Three years on, 100,000 Japanese tsunami survivors still in temporary housing, nuke plant leaking
(03-11 11:45)

Japan marks the third anniversary of the quake, tsunami and the Fukushima nuclear plant explosion today. The quake and tsunami killed 18,000 and sparked a nuclear plant blow up. The nuclear plant is still leaking dangerous, highly radioactive water and the explosion has laid to waste huge areas.
Remembrance ceremonies will be held in towns and cities around the disaster zone and in the capital Tokyo, where Emperor Akihito and Empress Michiko are to lead tributes.
Many local governments will switch on a tsunami alarm siren at 2:46 pm local time, marking the exact moment a 9 magnitude undersea quake hit.
Waves caused by the quake crashed into the Fukushima nuclear plant, sparking reactor meltdowns and explosions, and setting off the worst atomic crisis in a generation.
The crippled plant remains volatile and experts say the complicated decommissioning process will take decades, as fears persist over the long-term health effects of leaked radiation. The accident forced tens of thousands to flee from areas around the site.
Although no one died as a direct result of Fukushima, about 1,650 area residents died from complications related to stress and other problems following the accident.
A total of 15,884 people are confirmed to have died in the tsunami with another 2,633 still listed as missing. Searchers still find human remains.
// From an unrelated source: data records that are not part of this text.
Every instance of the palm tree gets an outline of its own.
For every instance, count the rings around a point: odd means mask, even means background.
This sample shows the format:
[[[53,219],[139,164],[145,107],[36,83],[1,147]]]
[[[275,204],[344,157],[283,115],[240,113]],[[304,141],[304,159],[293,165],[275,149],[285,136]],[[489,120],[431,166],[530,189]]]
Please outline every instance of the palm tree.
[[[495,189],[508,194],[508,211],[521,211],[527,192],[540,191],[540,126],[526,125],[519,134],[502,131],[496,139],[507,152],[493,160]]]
Despite the government pledging billions of dollars in reconstruction aid, progress in disaster-hit regions has been slow, and thousands of disaster refugees struggle to cope.
Among almost 270,000 evacuees from the tsunami and Fukushima, about 100,000 are in temporary housing while others found shelter in new cities or with relatives.
Japan has so far built only 3.5 percent of the new homes promised to disaster refugees in heavily affected Iwate and Miyagi prefectures.
That has sowed doubt among many people, with some 77 percent of Japanese saying the pace of reconstruction has fallen short, according to a poll conducted by Kyodo News and other media organisations this month.